The frequency of somatic SNVs in their trinucleotide context can provide clues to mutational etiology (15). Thus, we investigated somatic mutation signatures using the COSMIC reference signatures (SBS, DBS, ID) in tumors with a minimum of 50 somatic mutations (n = 146 tumors; Supplementary Table S2AS2C). Most tumors (94.5%, 138/146) bore more than one mutation signature (Supplementary Table S2A), suggesting multiple mutagenic processes influenced the tumor mutational landscape, consistent with prior studies (30, 31). The frequency of mutations associated with specific mutational signatures within each tumor type is shown in Fig. 1C. The clock-like age-related signatures (SBS1, SBS5) were the most common signatures across the full cohort, present in 84.9% of tumors (124/146) though less frequently in neuroblastoma compared with other tumors (68.1% vs. 92.9%), consistent with the younger median age of diagnosis of neuroblastoma. Signature SBS3, associated with homologous recombination-based double-stranded DNA break repair defects, was the second most common signature across tumor types (35.6% of all tumors, 11.1% CNS, 59.6% neuroblastoma, 35.1% sarcoma, 6.7% rare tumors). SBS18, linked to reactive oxygen species-induced DNA damage, was seen predominantly in neuroblastoma (72.3%) as well as in a subset of RMS (17.6%) and a Wilms tumor, hepatocellular carcinoma, and a CNS embryonal tumor.

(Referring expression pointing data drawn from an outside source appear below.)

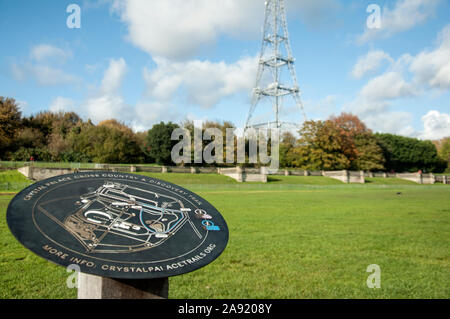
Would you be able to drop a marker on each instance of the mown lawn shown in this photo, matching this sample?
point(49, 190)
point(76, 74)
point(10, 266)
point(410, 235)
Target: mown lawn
point(291, 240)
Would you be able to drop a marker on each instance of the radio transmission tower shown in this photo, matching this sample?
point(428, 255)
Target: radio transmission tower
point(275, 57)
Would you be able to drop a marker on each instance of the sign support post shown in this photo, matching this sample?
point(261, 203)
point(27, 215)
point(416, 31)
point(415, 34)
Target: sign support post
point(96, 287)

As patients in this cohort had received prior chemotherapy treatment, we evaluated the frequency of therapy-associated mutational signatures. A total of 43.2% of tumors had evidence for mutational signatures associated with prior chemotherapy exposure, a majority of which were associated with platinum chemotherapy (36.3%, SBS31, SBS35) and a smaller subset associated with temozolomide (TMZ) treatment (6.8%, SBS11; Fig. 1D; Supplementary Table S2A). Platinum-associated signatures were most frequently seen in hepatoblastoma, osteosarcoma, and ependymoma. Signature SBS11, a mutational pattern associated with TMZ treatment, was highly enriched in the two hypermutated tumors. Both patients had received prior treatment with TMZ. Nearly half of the mutations in these hypermutant tumors were attributed to the TMZ-associated mutational signature, consistent with TMZ-induced hypermutation.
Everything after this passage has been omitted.